If large datasets are being analyzed, fitGAM
may be
running for quite some time. We have implemented support for
parallelization using BiocParallel
, which can be activated
by setting parallel=TRUE
. Parallelization options can be
provided through the BPPARAM
argument, as shown below.
## class: MulticoreParam
## bpisup: FALSE; bpnworkers: 2; bptasks: 0; bpjobname: BPJOB
## bplog: FALSE; bpthreshold: INFO; bpstopOnError: TRUE
## bpRNGseed: ; bptimeout: NA; bpprogressbar: FALSE
## bpexportglobals: TRUE; bpexportvariables: FALSE; bpforceGC: FALSE
## bpfallback: TRUE
## bplogdir: NA
## bpresultdir: NA
## cluster type: FORK
It may be of interest to only fit the NB-GAM for a subset of genes,
but use the information across all genes to perform the normalization.
This can be achieved using the genes
argument in
fitGAM
, which accepts a numeric vector specifying the rows
of the count matrix for which the models should be fitted.

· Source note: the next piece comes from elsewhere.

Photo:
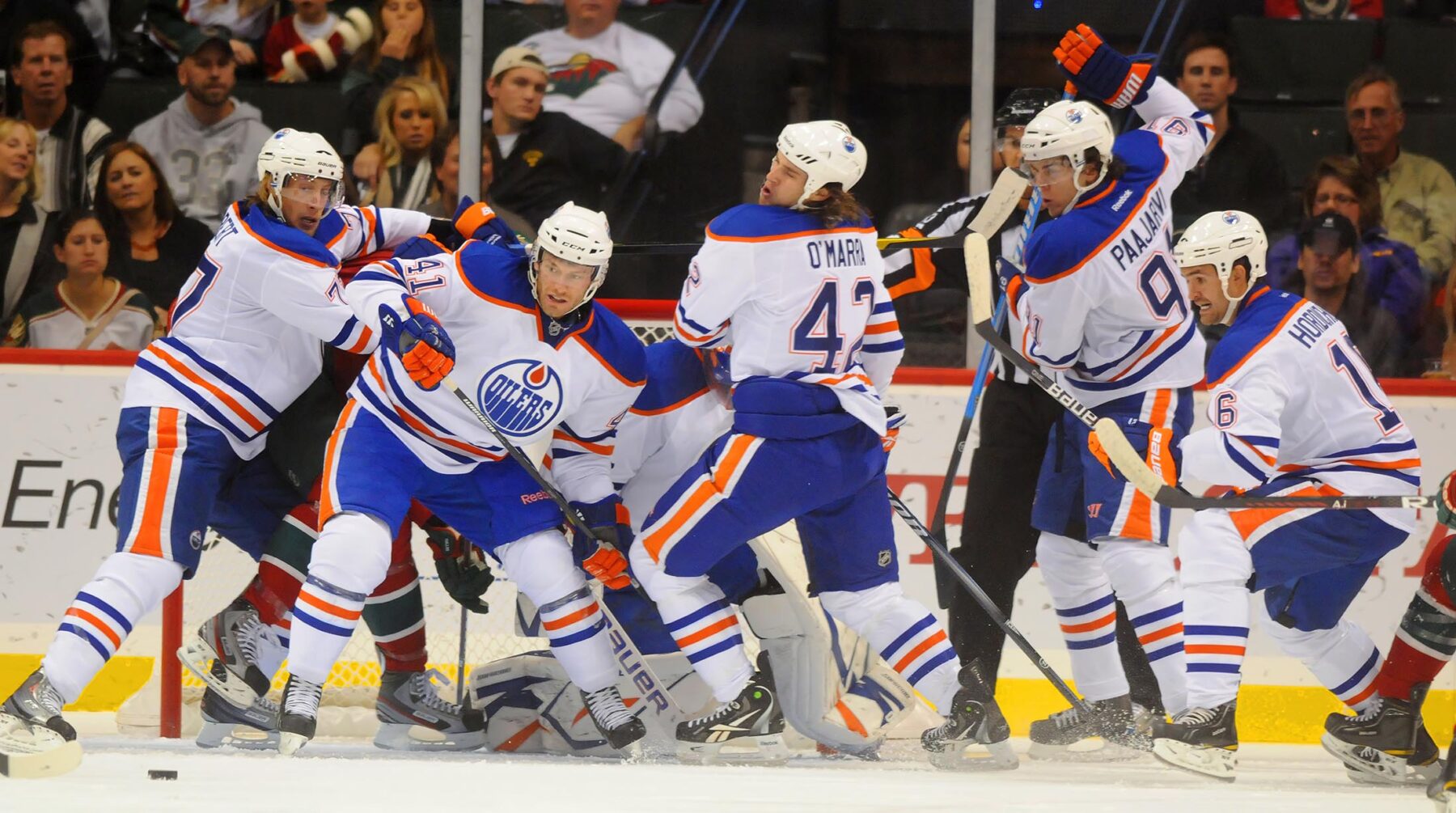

This dataset consists of UMI counts, and we do not expect zero
inflation to be a big problem. However, we also allow to fit zero
inflated negative binomial (ZINB) GAMs by providing observation-level
weights to fitGAM
using the weights
argument.
The weights
must correspond to the posterior probability
that a count belongs to the count component of the ZINB distribution
[@VandenBerge2018]. In principle, these
weights can be calculated using any method of choice. The ZINB-WavE
vignette shows how to calculate these using the
zinbwave
package.
If you’re working with a dataset that has a limited number of cells,
or if you are incorporating zero inflation weights, the NB-GAMs may be
harder to fit, as noted by the warnings when running
fitGAM
. In that case, the situation might improve if you
allow for more iterations in the GAM fitting. This can be done with the
control
argument of fitGAM
.
## Loading required package: nlme
##
## Attaching package: 'nlme'
## The following object is masked from 'package:IRanges':
##
## collapse
## This is mgcv 1.9-1. For overview type 'help("mgcv-package")'.
The output from fitGAM
will be different if one sets
sce=FALSE
, and less memory efficient. Instead of a
SingleCellExperiment
object, it will return a list with all
fitted mgcv
models. Most functions we have discussed above
work exactly the same with the list output. However, the list output
functionality is a little bit bigger, and here we discuss some
capabilities that are only available with the list output.
gamList <- fitGAM(counts,
pseudotime = slingPseudotime(crv, na = FALSE),
cellWeights = slingCurveWeights(crv),
nknots = 6, sce = FALSE)
First, one may explore the results of a model by requesting its summary.
##
## Family: Negative Binomial(2.221)
## Link function: log
##
## Formula:
## y ~ -1 + U + s(t1, by = l1, bs = "cr", id = 1, k = nknots) +
## s(t2, by = l2, bs = "cr", id = 1, k = nknots) + offset(offset)
##
## Parametric coefficients:
## Estimate Std. Error z value Pr(>|z|)
## U -10.0555 0.5408 -18.59 <2e-16 ***
## ---
## Signif. codes: 0 '***' 0.001 '**' 0.01 '*' 0.05 '.' 0.1 ' ' 1
##
## Approximate significance of smooth terms:
## edf Ref.df Chi.sq p-value
## s(t1):l1 5.698 5.956 589.260 <2e-16 ***
## s(t2):l2 3.387 3.819 9.329 0.0454 *
## ---
## Signif. codes: 0 '***' 0.001 '**' 0.01 '*' 0.05 '.' 0.1 ' ' 1
##
## Rank: 12/13
## R-sq.(adj) = 0.533 Deviance explained = 64%
## -REML = 2027.4 Scale est. = 1 n = 2660
Related to the associationTest
, one can extract the
p-values generated by the mgcv
package using the
getSmootherPvalues
function. These p-values are derived
from a test that assesses the null hypothesis that all smoother
coefficients are equal to zero. Note, however, that their interpretation
is thus more complex. A significant lineage for a particular gene might
thus be the result of (a) a different mean expression in that lineage as
compared to the overall expression of that gene, or (b) significantly
varying expression along that lineage, even if the means are equal, or
(c) a combination of both. This function extracts the p-values
calculated by mgcv
from the GAM, and will return
NA
for genes that we were unable to fit properly.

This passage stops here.